In diesem Oktober war ich ein paar Tage in Paris. Stadt des Lichts, sagt man in Kolumbien, in Europa ist Paris ja vor allem dafür bekannt, dass Mode und Stil hier quasi zuhause sind. Während vor unseren Füßen noch die Zelte und Podeste der Paris Fashion Week weggeräumt wurden, waren wir auf der Suche nach KUNST-Inspiration und dem ECHTEN pariser Lifestyle — und fanden erstere natürlich im Louvre, und letzteren eigentlich überall, aber vor allem an den Ufern der Seine und in der Form von Schokobrioche und Fisch-Casserole in supersympatischen, erschwinglichen kleinen Restaurants und auf einfach überwältigenden Märkten.

Im Bild siehst du übrigens ein bei der Paris Haute Couture Week 2021 vorgestelltes Kostüm der indischen Designerin Vaishali Shadangule aus ihrer Kollektion ShwasBreath. Ihr Expertenthema: Natur und Nachhaltigkeit. Sie war die erste weibliche Designerin mit Einladung von der Federation de la Haute Couture et de la Mode, hier, an der Schule Lycee Victor Duruy ihre Arbeit zeigen durfte. Ihr Statement aus der Pressemappe: “I am elated to have been selected by such a prestigious platform to showcase my passion for textiles and my commitment to sustainability.” Ihre Kollektion verwendet Naturstoffe aus verschiedenen Regionen Indiens und ist inspiriert vom Fluss der Energie in der Natur.
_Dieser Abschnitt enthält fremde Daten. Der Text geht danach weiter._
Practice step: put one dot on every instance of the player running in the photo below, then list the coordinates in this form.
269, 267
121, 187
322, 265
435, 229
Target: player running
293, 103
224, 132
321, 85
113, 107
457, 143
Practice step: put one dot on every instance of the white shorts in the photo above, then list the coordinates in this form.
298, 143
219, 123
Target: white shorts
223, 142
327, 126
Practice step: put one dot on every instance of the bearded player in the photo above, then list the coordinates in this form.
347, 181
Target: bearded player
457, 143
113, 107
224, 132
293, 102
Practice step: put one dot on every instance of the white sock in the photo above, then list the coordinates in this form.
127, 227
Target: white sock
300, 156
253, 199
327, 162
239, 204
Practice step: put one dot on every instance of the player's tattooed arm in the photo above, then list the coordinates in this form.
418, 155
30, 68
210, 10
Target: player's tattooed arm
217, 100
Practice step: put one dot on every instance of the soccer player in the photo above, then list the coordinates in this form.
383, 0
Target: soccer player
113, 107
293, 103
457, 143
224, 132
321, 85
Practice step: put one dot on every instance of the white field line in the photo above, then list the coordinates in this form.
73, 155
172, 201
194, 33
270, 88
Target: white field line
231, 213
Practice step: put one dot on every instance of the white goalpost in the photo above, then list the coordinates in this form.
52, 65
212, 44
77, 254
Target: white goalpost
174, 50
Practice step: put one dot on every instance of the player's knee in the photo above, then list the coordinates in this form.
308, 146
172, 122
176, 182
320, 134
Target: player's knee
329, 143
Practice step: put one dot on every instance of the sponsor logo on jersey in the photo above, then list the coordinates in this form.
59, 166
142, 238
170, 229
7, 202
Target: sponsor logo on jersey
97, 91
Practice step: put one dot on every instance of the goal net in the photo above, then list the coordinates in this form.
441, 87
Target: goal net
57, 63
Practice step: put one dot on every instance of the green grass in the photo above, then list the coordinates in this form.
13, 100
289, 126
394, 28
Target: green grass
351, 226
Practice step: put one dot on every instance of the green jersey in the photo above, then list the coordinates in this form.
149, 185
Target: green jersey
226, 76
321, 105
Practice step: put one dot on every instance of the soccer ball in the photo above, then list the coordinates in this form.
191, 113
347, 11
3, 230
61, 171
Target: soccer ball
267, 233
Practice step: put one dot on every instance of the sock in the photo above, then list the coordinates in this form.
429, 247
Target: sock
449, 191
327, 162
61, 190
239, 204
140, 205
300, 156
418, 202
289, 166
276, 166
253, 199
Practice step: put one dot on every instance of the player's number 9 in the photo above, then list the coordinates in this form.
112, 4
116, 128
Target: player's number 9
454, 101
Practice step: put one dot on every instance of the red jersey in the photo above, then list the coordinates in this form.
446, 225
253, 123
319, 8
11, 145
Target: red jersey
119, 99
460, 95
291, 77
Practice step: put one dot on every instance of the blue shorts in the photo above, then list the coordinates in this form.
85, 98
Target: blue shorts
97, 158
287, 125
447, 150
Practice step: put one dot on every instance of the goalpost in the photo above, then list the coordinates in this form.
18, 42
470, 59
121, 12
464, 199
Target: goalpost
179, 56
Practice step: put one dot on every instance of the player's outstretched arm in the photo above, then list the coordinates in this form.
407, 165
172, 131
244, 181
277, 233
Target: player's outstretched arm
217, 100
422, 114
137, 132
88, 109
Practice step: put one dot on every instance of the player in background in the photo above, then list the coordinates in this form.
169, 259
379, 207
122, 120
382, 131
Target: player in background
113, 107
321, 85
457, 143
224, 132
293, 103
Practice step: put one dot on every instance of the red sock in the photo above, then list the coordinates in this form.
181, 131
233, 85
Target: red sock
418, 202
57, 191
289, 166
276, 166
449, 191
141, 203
Wer mich kennt kann es sich denken (gar nicht seefest): Mich zog es weniger auf den Eiffelturm (und ich war nicht allein als ich unten gewartet habe), sondern in den Jardin des Plantes. Grüne Oasen sind für mich als Göttingerin schon immer mein Fluchtpunkt, aber dieser botanische Garten hat etwas MAGISCHES. Ich halte ihn ja für die Quelle der modernen Naturwissenschaften — und die waren von den Wissenschaften des Geistes nicht immer so scharf getrennt wie heute. Wie wir gleich sehen werden.

Ein Name der sowohl in den Bibliotheken der Welt und in der lateinischen Pflanzenkategorisierung (Carl von Linné 1772) als auch hier im Jardin des Plantes besonders auffällt, ist BUFFON. Georges-Louis Leclerc de BUFFON war einer der innovativsten Forscher der Aufklärung, bekannt als Modernisierer des Jardin des Plantes in Paris, hatte einige höchst eigene Thesen zum Thema Stil.

Was habe ich also gelernt, als ich da oben auf dem Labyrinthberg im Buffonschen Pavillion mit meiner Tochter saß und wir unsere schmerzenden Füße ausruhten von der großen Stadt und in unsere Journals schrieben?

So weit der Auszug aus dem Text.